Memories and experience gained from first jobs carries on


Jun. 10—Finish a full day of school. Go to track practice. Then rush to Papa Johns to make pizzas for a four-hour shift.

Those were hard days. And I remember how thoroughly worn down and, frankly, disgusting I felt after finishing them.

Our cover story this week is about high school students who are making their way into the workplace, often for the first time. There are lots of young candidates for summer positions at Dion’s, swimming pools and retail businesses, to name a few.

I remember bouncing around low-paying jobs throughout high school.

My first job was at Papa Johns. I was 15 years old and the pizza joint was right outside my neighborhood. I made minimum wage, which I believe was $5.15 an hour.

I didn’t follow instructions very well. I remember thinking that I wanted to make the best pizzas, so I eschewed the easy-to-follow instructions pinned to the wall and free-wheeled the recipes.

A good rule of thumb was that I slightly more than doubled all the ingredients. One ladle of sauce would become two. The cheese would glob up the middle of a soupy pizza. You ordered sausage? How about extra sausage? And I’ll throw in some hamburger for free.
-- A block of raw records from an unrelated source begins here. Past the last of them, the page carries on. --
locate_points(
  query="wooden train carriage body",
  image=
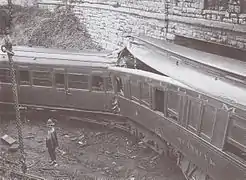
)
(197, 125)
(58, 82)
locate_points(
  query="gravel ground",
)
(90, 152)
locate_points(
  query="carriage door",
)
(59, 79)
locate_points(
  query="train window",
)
(145, 93)
(208, 120)
(173, 101)
(159, 100)
(194, 113)
(24, 77)
(97, 83)
(42, 78)
(59, 79)
(78, 81)
(5, 76)
(109, 85)
(135, 89)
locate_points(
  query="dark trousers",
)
(52, 153)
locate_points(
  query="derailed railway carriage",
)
(207, 140)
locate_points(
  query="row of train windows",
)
(43, 78)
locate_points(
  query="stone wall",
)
(108, 21)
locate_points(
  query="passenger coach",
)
(206, 135)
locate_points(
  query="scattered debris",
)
(14, 147)
(7, 139)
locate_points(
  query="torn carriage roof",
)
(203, 82)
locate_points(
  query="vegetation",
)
(58, 29)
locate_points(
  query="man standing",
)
(52, 142)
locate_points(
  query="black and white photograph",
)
(123, 90)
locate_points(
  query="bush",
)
(59, 29)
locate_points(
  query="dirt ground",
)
(89, 152)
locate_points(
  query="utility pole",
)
(7, 48)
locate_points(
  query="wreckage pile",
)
(89, 151)
(58, 29)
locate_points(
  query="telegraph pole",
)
(7, 48)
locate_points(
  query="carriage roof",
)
(204, 83)
(42, 56)
(215, 61)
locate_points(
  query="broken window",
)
(145, 93)
(159, 100)
(97, 83)
(42, 78)
(78, 81)
(24, 77)
(5, 76)
(109, 85)
(59, 80)
(135, 89)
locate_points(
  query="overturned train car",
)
(207, 140)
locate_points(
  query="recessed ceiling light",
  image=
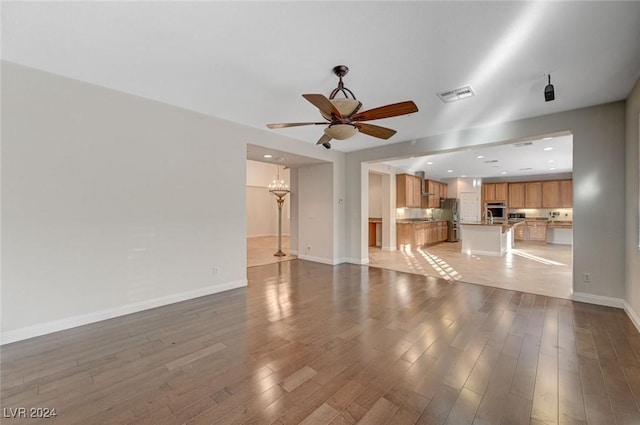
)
(456, 94)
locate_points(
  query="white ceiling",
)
(510, 161)
(249, 62)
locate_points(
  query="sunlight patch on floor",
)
(443, 268)
(412, 261)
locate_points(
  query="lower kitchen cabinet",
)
(531, 231)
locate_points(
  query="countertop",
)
(419, 221)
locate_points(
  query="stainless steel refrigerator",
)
(451, 213)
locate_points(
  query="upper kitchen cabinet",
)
(437, 191)
(408, 191)
(494, 192)
(551, 194)
(516, 195)
(533, 195)
(566, 193)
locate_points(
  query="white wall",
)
(112, 203)
(262, 208)
(599, 152)
(375, 195)
(632, 257)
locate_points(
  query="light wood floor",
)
(260, 250)
(314, 344)
(534, 267)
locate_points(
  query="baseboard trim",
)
(358, 261)
(597, 299)
(85, 319)
(635, 318)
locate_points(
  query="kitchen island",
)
(487, 238)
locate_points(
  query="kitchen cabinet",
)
(533, 195)
(551, 194)
(531, 230)
(516, 195)
(566, 193)
(494, 192)
(536, 231)
(408, 191)
(410, 236)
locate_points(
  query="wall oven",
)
(497, 210)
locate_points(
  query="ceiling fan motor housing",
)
(346, 107)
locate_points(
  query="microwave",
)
(497, 209)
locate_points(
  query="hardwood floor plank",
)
(313, 343)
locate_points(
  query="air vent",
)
(460, 93)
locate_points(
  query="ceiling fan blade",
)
(321, 102)
(375, 130)
(294, 124)
(324, 139)
(387, 111)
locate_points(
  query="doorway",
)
(263, 215)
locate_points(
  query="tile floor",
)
(533, 267)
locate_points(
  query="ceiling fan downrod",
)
(341, 71)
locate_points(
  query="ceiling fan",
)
(342, 117)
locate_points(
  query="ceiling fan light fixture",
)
(340, 131)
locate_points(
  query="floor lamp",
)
(279, 190)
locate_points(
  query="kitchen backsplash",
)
(562, 213)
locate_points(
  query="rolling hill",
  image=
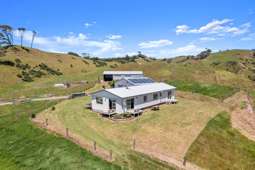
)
(207, 81)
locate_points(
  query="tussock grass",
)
(219, 146)
(24, 146)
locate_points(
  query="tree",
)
(6, 36)
(21, 32)
(33, 37)
(203, 54)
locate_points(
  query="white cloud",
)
(155, 44)
(207, 39)
(189, 49)
(220, 27)
(249, 37)
(89, 24)
(77, 42)
(114, 37)
(180, 29)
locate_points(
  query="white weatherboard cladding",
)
(122, 83)
(123, 72)
(104, 108)
(124, 92)
(139, 102)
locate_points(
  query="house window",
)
(112, 104)
(155, 96)
(130, 103)
(99, 100)
(144, 98)
(169, 94)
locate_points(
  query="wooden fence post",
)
(184, 161)
(95, 145)
(110, 154)
(134, 143)
(46, 122)
(67, 132)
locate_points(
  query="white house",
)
(116, 75)
(131, 98)
(131, 81)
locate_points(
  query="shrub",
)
(232, 66)
(36, 73)
(251, 77)
(19, 75)
(17, 61)
(33, 115)
(49, 70)
(7, 63)
(74, 54)
(203, 54)
(23, 66)
(84, 61)
(215, 63)
(26, 77)
(212, 90)
(243, 105)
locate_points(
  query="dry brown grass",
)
(169, 131)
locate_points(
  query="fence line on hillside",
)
(91, 146)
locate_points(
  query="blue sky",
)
(110, 28)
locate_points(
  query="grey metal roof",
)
(140, 80)
(125, 92)
(122, 72)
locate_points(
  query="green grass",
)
(24, 146)
(159, 131)
(212, 90)
(219, 146)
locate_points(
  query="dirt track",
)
(242, 117)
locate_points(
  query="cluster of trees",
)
(6, 35)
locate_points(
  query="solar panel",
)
(141, 80)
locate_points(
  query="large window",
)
(112, 104)
(130, 103)
(99, 100)
(169, 94)
(155, 96)
(144, 98)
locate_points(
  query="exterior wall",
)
(121, 106)
(104, 108)
(122, 83)
(140, 104)
(120, 76)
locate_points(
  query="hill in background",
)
(29, 72)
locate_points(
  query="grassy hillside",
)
(168, 131)
(232, 68)
(72, 68)
(219, 146)
(24, 146)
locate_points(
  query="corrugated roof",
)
(124, 92)
(122, 72)
(140, 80)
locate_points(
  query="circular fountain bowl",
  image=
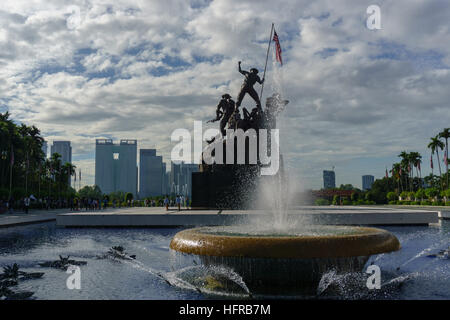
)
(290, 261)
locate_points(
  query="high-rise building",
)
(367, 182)
(116, 166)
(150, 173)
(165, 180)
(64, 149)
(329, 179)
(180, 181)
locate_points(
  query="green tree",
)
(432, 193)
(391, 196)
(445, 134)
(420, 194)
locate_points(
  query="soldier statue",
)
(247, 87)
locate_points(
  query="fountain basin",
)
(293, 260)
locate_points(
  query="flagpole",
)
(267, 57)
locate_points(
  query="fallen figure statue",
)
(118, 252)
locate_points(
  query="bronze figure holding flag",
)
(247, 87)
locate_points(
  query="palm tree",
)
(395, 171)
(445, 134)
(435, 145)
(416, 160)
(405, 165)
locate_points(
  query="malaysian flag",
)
(277, 47)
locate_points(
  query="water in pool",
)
(159, 273)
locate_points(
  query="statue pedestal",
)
(225, 187)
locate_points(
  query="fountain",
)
(282, 259)
(292, 261)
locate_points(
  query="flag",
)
(277, 47)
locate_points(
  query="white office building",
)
(116, 166)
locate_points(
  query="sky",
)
(135, 69)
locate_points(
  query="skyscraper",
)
(64, 149)
(367, 182)
(150, 173)
(329, 179)
(116, 166)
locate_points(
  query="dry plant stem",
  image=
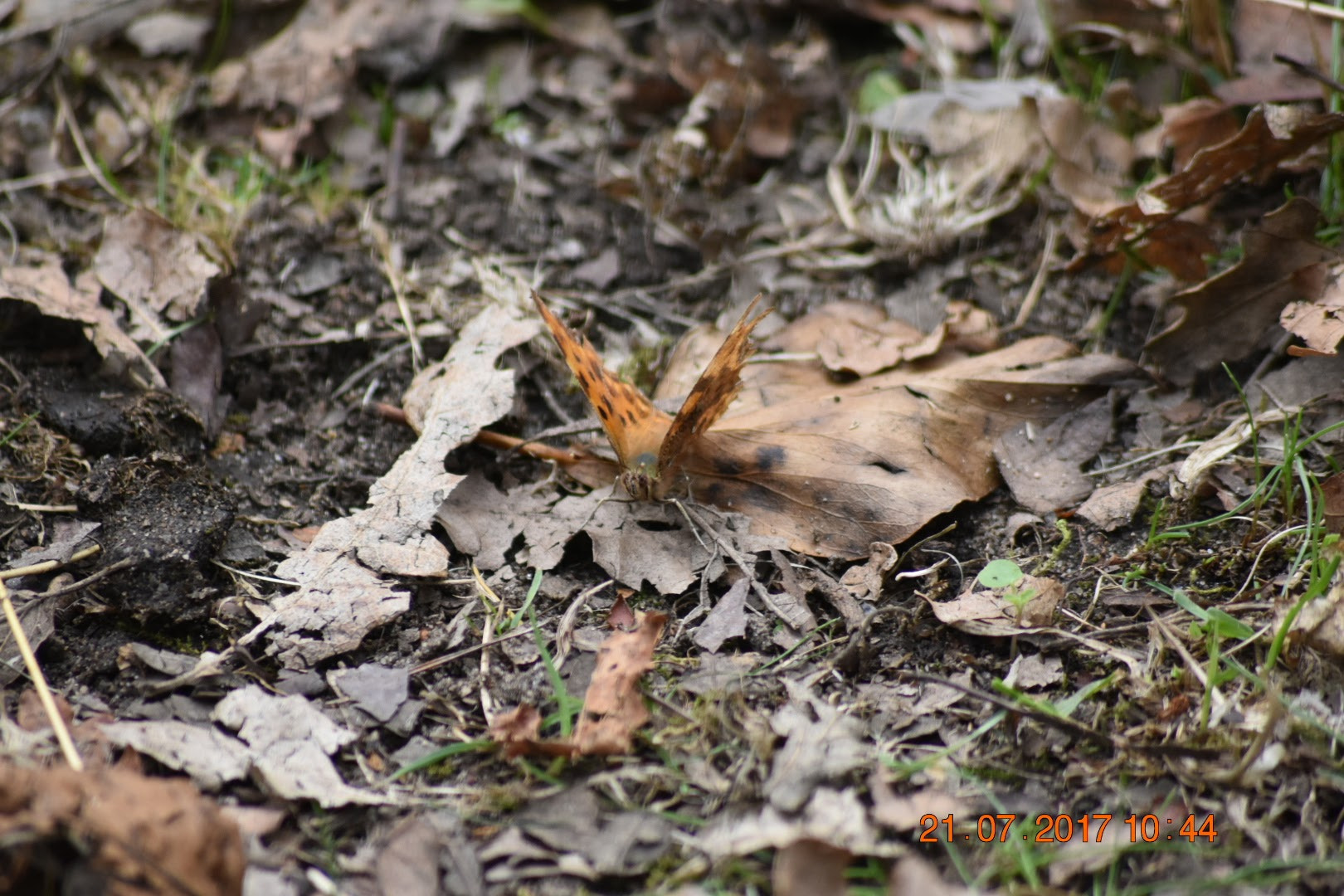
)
(464, 652)
(1255, 748)
(747, 570)
(47, 566)
(1045, 718)
(90, 164)
(390, 256)
(39, 681)
(491, 601)
(565, 631)
(46, 508)
(1038, 284)
(1312, 8)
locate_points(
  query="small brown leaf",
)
(613, 709)
(1270, 137)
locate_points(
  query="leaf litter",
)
(776, 696)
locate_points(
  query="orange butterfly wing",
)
(636, 429)
(713, 392)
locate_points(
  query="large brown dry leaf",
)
(1272, 137)
(134, 835)
(1227, 316)
(810, 867)
(816, 466)
(346, 574)
(983, 140)
(821, 743)
(836, 469)
(284, 742)
(158, 270)
(992, 614)
(1261, 32)
(38, 278)
(311, 62)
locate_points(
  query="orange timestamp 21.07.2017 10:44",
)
(1062, 829)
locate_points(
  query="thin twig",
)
(39, 681)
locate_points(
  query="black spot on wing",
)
(888, 465)
(726, 465)
(769, 457)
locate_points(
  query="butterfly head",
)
(641, 480)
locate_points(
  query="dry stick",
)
(747, 570)
(39, 681)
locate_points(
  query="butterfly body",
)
(650, 445)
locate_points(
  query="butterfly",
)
(650, 445)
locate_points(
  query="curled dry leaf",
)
(613, 709)
(1227, 316)
(1272, 137)
(123, 828)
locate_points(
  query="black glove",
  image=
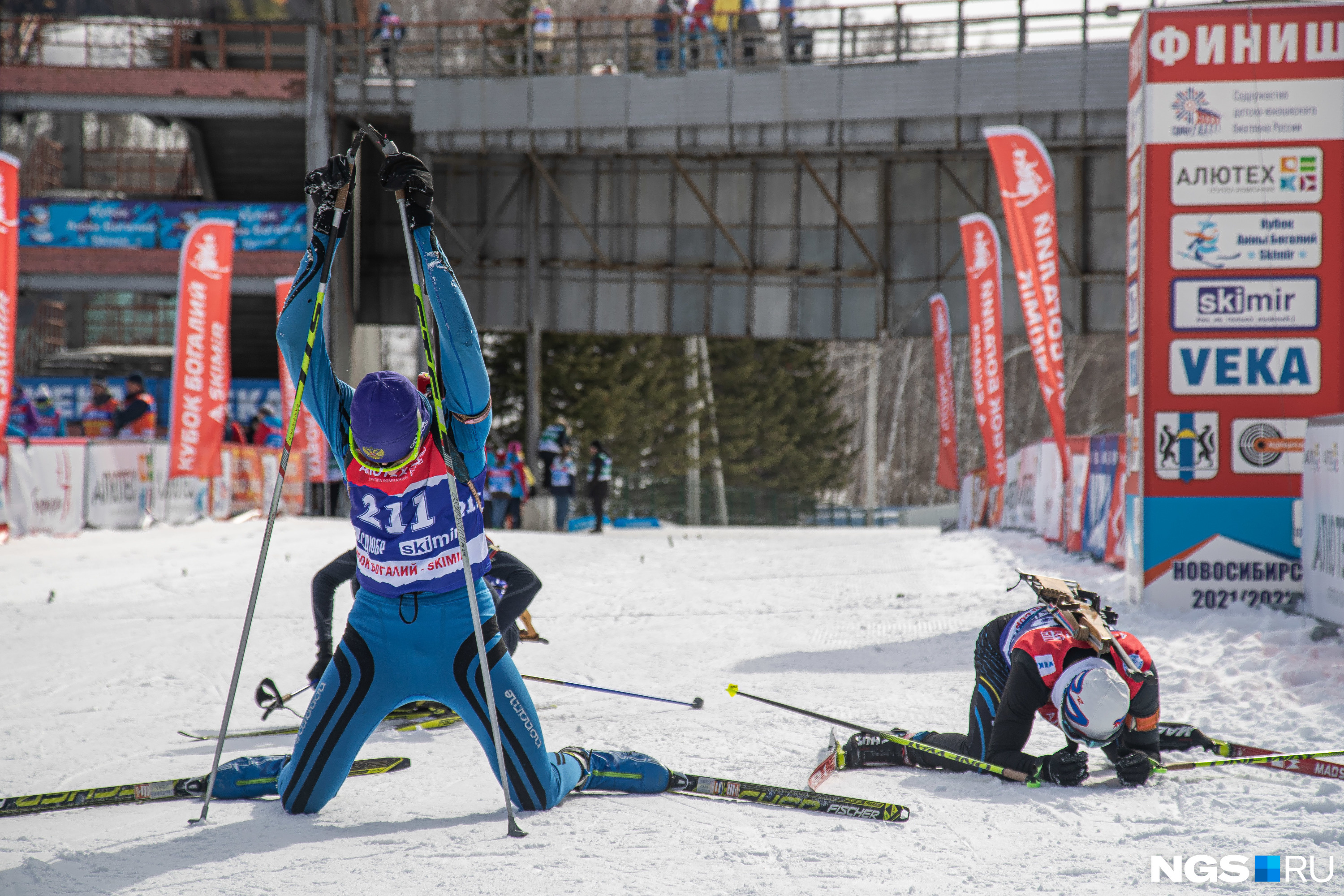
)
(1174, 737)
(324, 186)
(324, 656)
(1133, 769)
(1066, 767)
(405, 172)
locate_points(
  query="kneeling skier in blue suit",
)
(410, 634)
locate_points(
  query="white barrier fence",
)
(58, 487)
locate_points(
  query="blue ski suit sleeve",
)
(326, 397)
(461, 365)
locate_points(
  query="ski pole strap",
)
(1012, 774)
(1252, 761)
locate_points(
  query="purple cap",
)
(385, 417)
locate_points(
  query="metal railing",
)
(150, 43)
(668, 43)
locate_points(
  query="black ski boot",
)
(863, 751)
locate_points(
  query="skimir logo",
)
(1194, 113)
(1237, 870)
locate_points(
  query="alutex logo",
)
(1236, 870)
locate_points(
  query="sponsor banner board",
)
(1237, 136)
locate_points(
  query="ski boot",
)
(249, 777)
(865, 750)
(632, 773)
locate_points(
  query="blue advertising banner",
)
(112, 225)
(1104, 456)
(144, 225)
(72, 394)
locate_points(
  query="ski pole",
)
(1012, 774)
(441, 425)
(1249, 761)
(342, 206)
(269, 698)
(694, 704)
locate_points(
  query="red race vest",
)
(1050, 646)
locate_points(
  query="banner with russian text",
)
(948, 477)
(310, 443)
(982, 252)
(1027, 190)
(201, 369)
(9, 279)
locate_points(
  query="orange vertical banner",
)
(201, 366)
(9, 281)
(1027, 190)
(983, 254)
(310, 441)
(947, 390)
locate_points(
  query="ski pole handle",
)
(695, 704)
(1011, 774)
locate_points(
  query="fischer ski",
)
(156, 790)
(787, 797)
(830, 765)
(398, 720)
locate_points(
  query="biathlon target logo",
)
(1269, 445)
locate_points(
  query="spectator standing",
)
(726, 21)
(554, 440)
(562, 488)
(600, 481)
(100, 413)
(269, 431)
(22, 413)
(523, 484)
(49, 422)
(697, 26)
(136, 418)
(664, 22)
(543, 35)
(389, 30)
(234, 431)
(499, 482)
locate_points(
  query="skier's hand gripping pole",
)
(1011, 774)
(336, 206)
(404, 175)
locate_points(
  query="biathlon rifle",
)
(1081, 614)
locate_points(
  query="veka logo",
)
(1245, 367)
(1233, 870)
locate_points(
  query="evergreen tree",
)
(780, 425)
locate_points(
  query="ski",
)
(787, 797)
(156, 790)
(1179, 737)
(830, 765)
(433, 716)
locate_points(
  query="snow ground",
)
(869, 625)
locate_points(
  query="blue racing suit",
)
(410, 636)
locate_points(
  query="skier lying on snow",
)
(511, 582)
(410, 634)
(1026, 663)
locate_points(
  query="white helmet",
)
(1093, 702)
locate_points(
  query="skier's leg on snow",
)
(363, 683)
(537, 778)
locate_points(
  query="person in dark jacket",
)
(600, 481)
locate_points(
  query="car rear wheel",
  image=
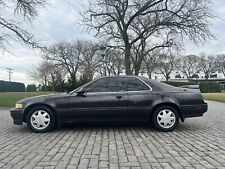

My manager caught on when customers started bringing back their overloaded pizzas. But it didn’t concern me, because I had gotten a job at a local grocery story that paid me 50 cents more and didn’t require me to work as late on the weekends.

My pay started increasing the summer I turned 16, when I landed a job at a telemarketing company, which are bountiful in Omaha, Nebraska. I was doing in-bound calls, meaning I answered the phones when people called 1-800 numbers to order things. One of the products I sold: The Girls Gone Wild videos seen on ubiquitous late-night TV commercials during the 1990s and early aughts.

Eventually my jobs improved. I got a job at a different telemarketing company that conducted surveys. One of the best ones that the telemarketers clamored for was a survey about farm tires. Your phone would automatically call a farmhouse and when the farmer answered you’d get a few additional dollars if you could persuade him to answer questions about farm tires.

Get a farmer to talk about farm tires? I don’t know how familiar you are with the Midwest, but I would say that’s about as close as you can get to taking candy from a baby.

Toward the end of high school, I got a commission job selling shoes, and then I worked for my school newspaper in college. I kept the shoe-hawking job through my summer vacations and when I graduated from college and got my first professional newspaper job, it marked a pretty significant pay cut.

So welcome to the workforce, kids. It’s all up from here.